Teresa Madej - Czyli skorzystał pan z tego łutu szczęścia, jakim był - choć zabrzmi to paradoksalnie - stan wojenny. Czy musiał się pan wykazać by dostać się na uczelnię w Waszyngtonie?
Adam Niklewicz - To jest trochę nieprecyzyjnie. To jest szkoła, która nazywa się Washington University, lecz mieści się w St. Louis Missouri. W moim przypadku musiałem zacząć od nauczenia się języka. To było wynikiem życia wśród Amerykanów. Zamieszkaliśmy w maleńkim miasteczku, gdzie nie było Polaków i musieliśmy się komunikować po angielsku. W tym miasteczku znajduje się uczelnia, której ekwiwalentu nie ma w polskim systemie edukacji. Dwuletni college przygotowuje do wykonywania różnych prac, bardziej skomplikowanych niż może wykonywać absolwent szkoły średniej, ale nie jest to tożsame z ukończeniem uniwersytetu. Poszedłem do tego college, bo to było najlepsze miejsce w mieście by kontynuować swoje plany, swoje zamierzenia i uczyć się języka. Tam był cały wachlarz przedmiotów, które mogłem wykorzystać kontynuując naukę na uczelni. Zrealizowałem program dwuletniego college i za namową jednego z profesorów, złożyłem podanie do Washington University i do innej uczelni - Kansas City Art Institute.
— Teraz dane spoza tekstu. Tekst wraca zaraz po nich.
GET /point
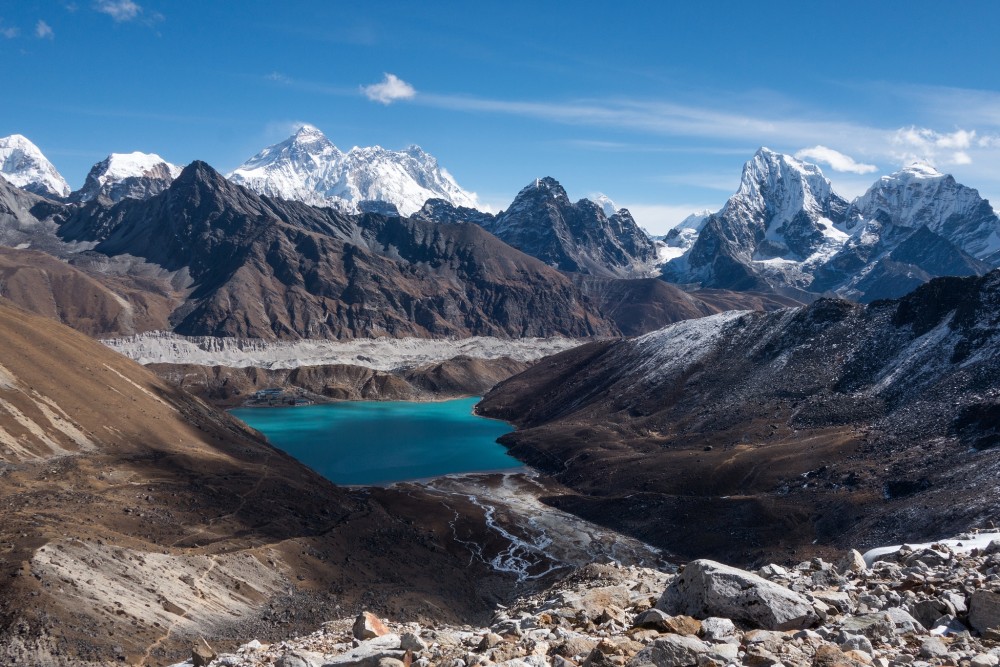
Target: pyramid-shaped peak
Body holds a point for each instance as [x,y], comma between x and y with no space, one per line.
[546,185]
[918,170]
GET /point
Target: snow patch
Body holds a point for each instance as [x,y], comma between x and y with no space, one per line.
[382,354]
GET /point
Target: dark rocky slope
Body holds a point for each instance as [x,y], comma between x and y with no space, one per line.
[273,269]
[574,237]
[779,433]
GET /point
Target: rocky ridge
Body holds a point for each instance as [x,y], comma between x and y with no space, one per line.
[127,176]
[23,165]
[786,227]
[920,606]
[575,237]
[309,168]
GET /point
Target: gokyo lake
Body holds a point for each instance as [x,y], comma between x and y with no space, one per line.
[372,442]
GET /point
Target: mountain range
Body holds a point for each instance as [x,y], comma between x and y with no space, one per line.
[785,227]
[824,425]
[785,231]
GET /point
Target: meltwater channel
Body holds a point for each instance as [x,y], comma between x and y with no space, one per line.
[376,442]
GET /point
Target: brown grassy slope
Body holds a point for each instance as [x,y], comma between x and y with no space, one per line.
[47,286]
[135,518]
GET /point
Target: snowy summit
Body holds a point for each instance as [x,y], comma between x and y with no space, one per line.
[308,167]
[23,165]
[127,176]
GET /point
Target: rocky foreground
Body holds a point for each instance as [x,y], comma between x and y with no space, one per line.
[919,606]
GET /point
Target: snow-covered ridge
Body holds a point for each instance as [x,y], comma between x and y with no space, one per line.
[382,354]
[24,165]
[127,176]
[308,167]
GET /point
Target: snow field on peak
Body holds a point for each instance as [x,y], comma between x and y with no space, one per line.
[136,164]
[24,166]
[308,167]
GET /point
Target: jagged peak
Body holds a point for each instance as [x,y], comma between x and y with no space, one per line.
[545,184]
[136,163]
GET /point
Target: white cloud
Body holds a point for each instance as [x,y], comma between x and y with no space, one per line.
[43,30]
[119,10]
[923,144]
[837,160]
[660,218]
[391,89]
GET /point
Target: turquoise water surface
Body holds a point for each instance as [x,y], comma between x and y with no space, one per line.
[373,442]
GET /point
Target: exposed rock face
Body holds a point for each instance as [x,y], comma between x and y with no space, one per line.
[869,628]
[307,167]
[784,221]
[744,423]
[136,518]
[579,238]
[269,269]
[127,176]
[706,588]
[44,285]
[785,227]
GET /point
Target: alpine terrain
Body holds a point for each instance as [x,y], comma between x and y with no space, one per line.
[307,167]
[785,228]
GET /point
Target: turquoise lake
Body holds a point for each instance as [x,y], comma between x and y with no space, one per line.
[373,442]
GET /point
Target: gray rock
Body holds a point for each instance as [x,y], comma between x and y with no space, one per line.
[948,626]
[707,588]
[852,561]
[933,647]
[652,618]
[411,642]
[300,659]
[856,643]
[670,651]
[717,629]
[903,621]
[984,659]
[984,610]
[872,626]
[369,653]
[928,611]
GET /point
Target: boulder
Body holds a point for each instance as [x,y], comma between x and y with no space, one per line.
[715,629]
[368,626]
[202,654]
[707,588]
[984,610]
[852,562]
[903,622]
[368,653]
[671,651]
[300,659]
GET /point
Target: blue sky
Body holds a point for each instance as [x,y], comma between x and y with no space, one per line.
[657,106]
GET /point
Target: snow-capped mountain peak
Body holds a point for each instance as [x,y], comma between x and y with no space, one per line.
[779,186]
[23,165]
[308,167]
[919,195]
[133,175]
[605,203]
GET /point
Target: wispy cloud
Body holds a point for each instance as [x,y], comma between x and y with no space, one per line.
[836,160]
[948,148]
[123,11]
[389,90]
[43,30]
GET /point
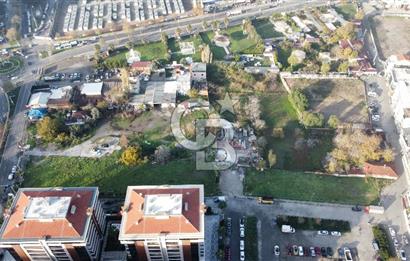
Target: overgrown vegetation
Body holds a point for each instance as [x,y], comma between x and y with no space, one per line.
[306,223]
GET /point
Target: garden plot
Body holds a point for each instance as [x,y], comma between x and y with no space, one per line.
[392,35]
[344,98]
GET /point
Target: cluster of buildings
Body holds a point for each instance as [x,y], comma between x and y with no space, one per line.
[158,223]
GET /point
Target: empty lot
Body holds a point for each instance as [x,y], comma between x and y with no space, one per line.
[344,98]
[392,35]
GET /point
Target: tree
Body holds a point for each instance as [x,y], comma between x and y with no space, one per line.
[95,113]
[178,33]
[226,22]
[325,68]
[343,67]
[271,158]
[123,141]
[333,122]
[12,34]
[293,60]
[298,100]
[311,119]
[47,129]
[131,156]
[164,38]
[162,154]
[204,25]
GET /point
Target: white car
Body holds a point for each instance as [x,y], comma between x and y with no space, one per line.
[323,232]
[402,255]
[242,232]
[336,233]
[276,250]
[348,254]
[242,255]
[392,232]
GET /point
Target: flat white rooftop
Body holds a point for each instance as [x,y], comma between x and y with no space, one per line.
[47,207]
[163,204]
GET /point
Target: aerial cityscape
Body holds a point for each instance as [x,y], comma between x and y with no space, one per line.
[204,130]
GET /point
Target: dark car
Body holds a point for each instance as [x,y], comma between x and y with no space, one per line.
[329,251]
[341,253]
[357,208]
[323,251]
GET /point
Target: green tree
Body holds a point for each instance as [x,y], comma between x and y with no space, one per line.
[343,67]
[325,68]
[271,158]
[47,129]
[333,121]
[131,156]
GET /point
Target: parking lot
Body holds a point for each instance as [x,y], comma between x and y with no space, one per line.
[358,241]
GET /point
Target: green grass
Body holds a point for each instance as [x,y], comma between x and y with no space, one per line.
[173,45]
[348,11]
[311,187]
[240,42]
[218,52]
[251,238]
[10,65]
[112,177]
[265,29]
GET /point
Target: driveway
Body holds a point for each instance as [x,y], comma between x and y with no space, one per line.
[359,238]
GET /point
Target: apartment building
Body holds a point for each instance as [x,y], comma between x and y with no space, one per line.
[164,223]
[54,224]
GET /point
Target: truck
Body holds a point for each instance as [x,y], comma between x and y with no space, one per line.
[287,229]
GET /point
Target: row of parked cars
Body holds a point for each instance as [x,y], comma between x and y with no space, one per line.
[294,250]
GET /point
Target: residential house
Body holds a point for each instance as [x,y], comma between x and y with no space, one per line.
[164,223]
[92,92]
[54,224]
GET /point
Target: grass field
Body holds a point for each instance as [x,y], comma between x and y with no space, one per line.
[173,45]
[240,42]
[348,11]
[112,177]
[311,187]
[265,29]
[218,52]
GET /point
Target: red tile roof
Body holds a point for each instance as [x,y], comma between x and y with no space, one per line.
[136,222]
[72,226]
Te podania były trochę nieformalne. Elementem decydującym było pokazanie teczki z pracami. Co ciekawe, ja nigdy nie musiałem okazywać świadectwa ukończenia szkoły średniej, którego zresztą nie miałem ze sobą. W USA osoby, dla której język angielski nie jest językiem ojczystym, zobligowane są do ukończenia kursu i złożenia egzaminu. W dziwny sposób uniknąłem tego, ponieważ zaangażowałem się w dwuletni college, robiłem to na tyle ambitnie, że dostawałem dobre stopnie. I oni zapomnieli, że powinienem zrobić ten egzamin.
Teresa Madej - Proszę powiedzieć, kto pana wówczas finansował?
Adam Niklewicz - Bardzo dobre pytanie. Byłem wówczas kompletnie bez grosza i to był dobry układ. Jeśli jesteś postrzegany jako dobry student to znajdą się sposoby, żeby to sfinansować. To cały system pożyczek i darowizn/stypendiów. Ja korzystałem z takiego skomplikowanego pakietu stypendiów. Mój status był uregulowany - byłem legalnym rezydentem USA a potem obywatelem.
Teresa Madej - Czy pan wtedy malował dla zarobku?
Adam Niklewicz - Na początku przez prawie dwa lata pracowałem na taśmie produkcyjnej w fabryce produkującej podzespoły do samochodów General Motors. To była ciężka praca. W wolnych chwilach tworzyłem coś dla siebie, aby rozwijać się artystycznie. Później, po rezygnacji z tej pracy, pracowałem w firmie produkującej nagrobki na cmentarze. Wtedy robiłem wzory na nagrobki. Poprzez właściciela tej firmy poznałem pewnego zamożnego Amerykanina, który zatrudnił mnie do zrobienia wystroju w jego rezydencji. To była seria malowideł na ścianach i na suficie - sceny westernowe i biblijne. W niespełna dwa miesiące zarobiłem ponad dwadzieścia tys. dolarów w gotówce. To pomogło mi w studiowaniu w pełnym wymiarze godzin w St. Louis. To były dwa ostatnie lata studiów, które pozwoliły na uzyskanie dyplomu uczelni w USA, zgodnie z wymogami tego kraju.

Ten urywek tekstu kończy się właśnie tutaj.